Svix / Standard Webhooks sign id.timestamp.body, send a base64 signature in webhook-signature (a space-delimited list like v1,g0hM9...), and put the timestamp in webhook-timestamp. The secret is whsec_<base64>, and you HMAC using the base64-decoded bytes after the prefix — a step people miss. Compare against each v1, entry with a constant-time check, and enforce your own tolerance on webhook-timestamp.

Here is a compact Python/Flask variant that verifies a Stripe-style signature. Note request.get_data() returns the raw bytes before any JSON parsing, and hmac.compare_digest does the constant-time work.

import hashlib
import hmac
import time
from flask import Flask, request, abort

app = Flask(__name__)
TOLERANCE_SECONDS = 5 * 60

@app.post("/webhooks/stripe")
def stripe_webhook():
    raw = request.get_data()  # raw bytes, BEFORE JSON parsing
    header = request.headers.get("Stripe-Signature", "")

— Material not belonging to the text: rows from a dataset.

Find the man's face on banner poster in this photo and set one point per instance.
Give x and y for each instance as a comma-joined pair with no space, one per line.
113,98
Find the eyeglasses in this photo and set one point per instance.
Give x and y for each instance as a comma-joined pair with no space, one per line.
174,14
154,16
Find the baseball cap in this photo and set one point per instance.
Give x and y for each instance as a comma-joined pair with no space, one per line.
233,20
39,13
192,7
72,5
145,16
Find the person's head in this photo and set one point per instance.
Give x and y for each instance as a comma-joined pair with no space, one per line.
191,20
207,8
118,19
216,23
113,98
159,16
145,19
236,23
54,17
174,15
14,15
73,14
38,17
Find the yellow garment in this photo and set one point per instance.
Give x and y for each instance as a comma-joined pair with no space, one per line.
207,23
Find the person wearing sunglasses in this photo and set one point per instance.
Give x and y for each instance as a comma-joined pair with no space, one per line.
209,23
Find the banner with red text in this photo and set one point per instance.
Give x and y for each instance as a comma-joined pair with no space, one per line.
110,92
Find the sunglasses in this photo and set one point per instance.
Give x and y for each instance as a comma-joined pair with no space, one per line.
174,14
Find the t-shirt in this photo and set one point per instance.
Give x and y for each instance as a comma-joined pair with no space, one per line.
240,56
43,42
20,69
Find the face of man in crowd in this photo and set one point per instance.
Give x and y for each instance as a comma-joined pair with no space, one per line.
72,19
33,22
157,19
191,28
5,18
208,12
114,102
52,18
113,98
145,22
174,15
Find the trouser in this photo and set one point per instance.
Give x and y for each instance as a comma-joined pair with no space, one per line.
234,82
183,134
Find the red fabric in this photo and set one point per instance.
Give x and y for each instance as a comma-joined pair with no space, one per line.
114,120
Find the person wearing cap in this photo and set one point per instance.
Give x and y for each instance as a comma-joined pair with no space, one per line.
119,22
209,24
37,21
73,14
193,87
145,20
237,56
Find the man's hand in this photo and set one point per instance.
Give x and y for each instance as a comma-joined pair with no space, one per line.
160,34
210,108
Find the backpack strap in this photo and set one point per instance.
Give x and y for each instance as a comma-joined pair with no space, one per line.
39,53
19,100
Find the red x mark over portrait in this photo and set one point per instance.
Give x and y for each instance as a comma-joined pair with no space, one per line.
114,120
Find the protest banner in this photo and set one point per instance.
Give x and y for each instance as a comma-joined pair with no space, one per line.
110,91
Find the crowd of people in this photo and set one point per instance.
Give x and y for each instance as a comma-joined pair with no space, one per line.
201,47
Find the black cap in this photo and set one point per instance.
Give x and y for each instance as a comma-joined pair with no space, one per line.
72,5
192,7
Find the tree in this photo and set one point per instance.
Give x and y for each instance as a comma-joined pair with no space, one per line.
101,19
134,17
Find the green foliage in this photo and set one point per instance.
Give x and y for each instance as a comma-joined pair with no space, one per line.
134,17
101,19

    fields = dict(p.split("=", 1) for p in header.split(",") if "=" in p)
    timestamp, signature = fields.get("t"), fields.get("v1")
    if not timestamp or not signature:
        abort(400)

    if abs(time.time() - int(timestamp)) > TOLERANCE_SECONDS:
        abort(400)  # stale / replay

    signed = f"{timestamp}.".encode() + raw
    expected = hmac.new(
        app.config["STRIPE_WEBHOOK_SECRET"].encode(), signed, hashlib.sha256
    ).hexdigest()

    if not hmac.compare_digest(expected, signature):
        abort(400)

    event = request.get_json()  # safe to parse now
    return {"received": True}

Idempotency: passing the signature isn't the end#

A valid signature only proves authentic, not once. Providers retry aggressively — on any timeout, 5xx, or network blip — so the same correctly-signed event will legitimately arrive multiple times. If your handler creates a row or charges a card on each delivery, retries become duplicate orders.

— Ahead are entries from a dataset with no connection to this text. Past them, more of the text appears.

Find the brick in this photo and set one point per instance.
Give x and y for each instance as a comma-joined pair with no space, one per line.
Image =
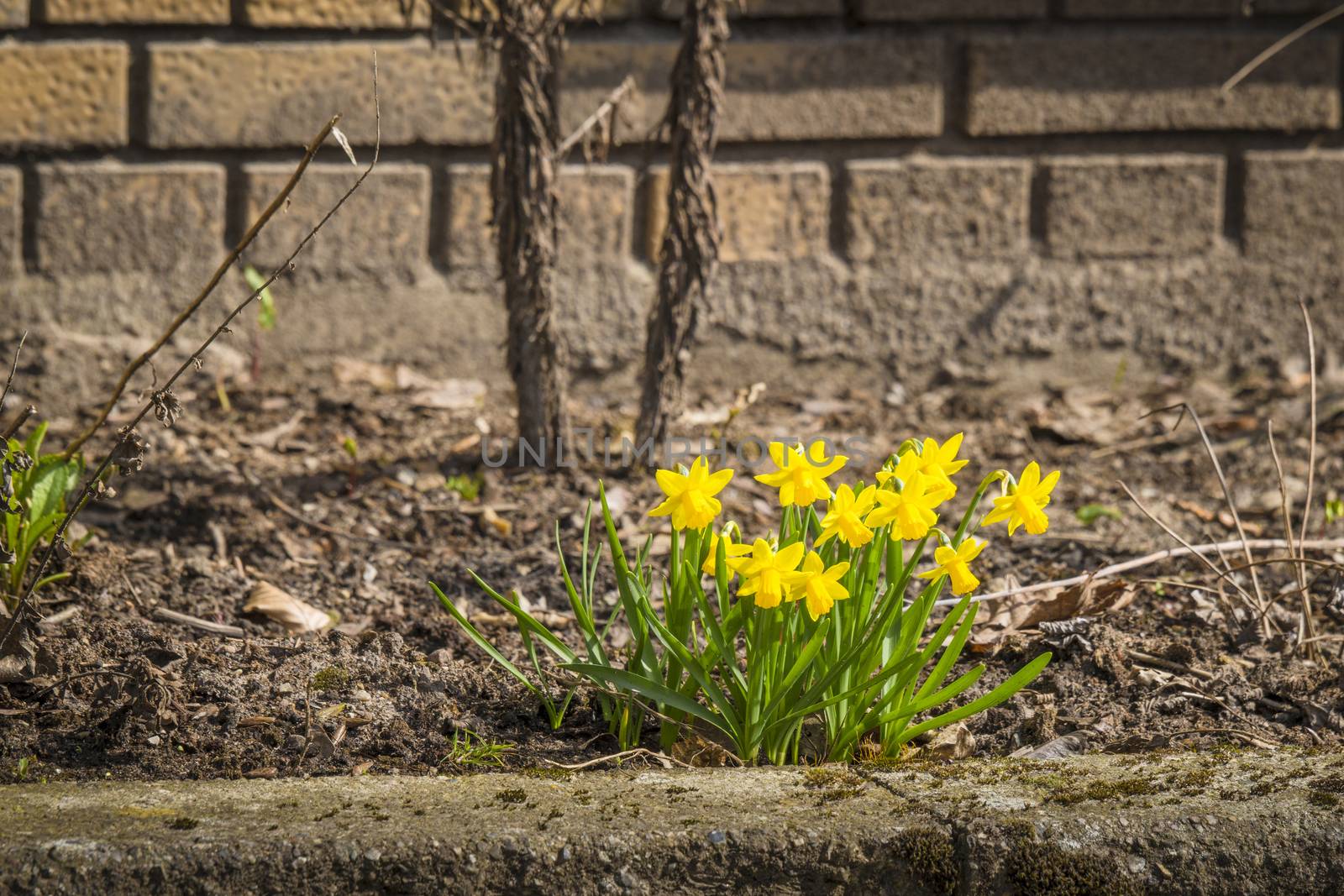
770,212
338,13
213,13
1294,203
381,231
13,13
1144,81
951,9
1151,8
64,94
279,94
11,222
911,208
830,87
759,8
107,217
596,217
1126,206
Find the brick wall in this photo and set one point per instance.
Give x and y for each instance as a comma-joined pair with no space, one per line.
1057,174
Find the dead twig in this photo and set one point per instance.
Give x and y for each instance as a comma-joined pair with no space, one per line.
1186,544
195,622
158,401
276,204
604,113
1184,407
13,369
1158,557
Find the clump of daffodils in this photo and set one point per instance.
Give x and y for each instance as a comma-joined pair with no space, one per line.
832,607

Dedupe on the provider's event ID (event.id for Stripe, X-GitHub-Delivery for GitHub, webhook-id/svix-id for Svix). Record processed IDs in a table with a unique constraint, and make the insert your gate:

// Reject the second delivery of the same event at the DB layer.
try {
  await db.insert("processed_events", { id: event.id });
} catch (e) {
  if (isUniqueViolation(e)) return res.json({ received: true }); // already handled
  throw e;
}

Trust the signal, re-fetch the truth#

The last subtle bug: trusting the contents of the webhook body for high-value actions. Even a perfectly-verified event is only as fresh as the moment it was sent, and amounts, statuses, and entitlements can change. For anything that moves money or ships goods, treat the webhook as a nudge that says "something happened," then re-fetch the authoritative object from the provider's API (stripe.checkout.sessions.retrieve(id)) and act on that — the same discipline that keeps an agent's first Stripe payment honest. Verification stops forgery; a re-fetch stops you from acting on stale or partial data.

Get these five things right — raw body, HMAC over the exact signed payload, constant-time compare, a timestamp window, and idempotency — and your endpoint is boring in the best way. Boring is what secure looks like.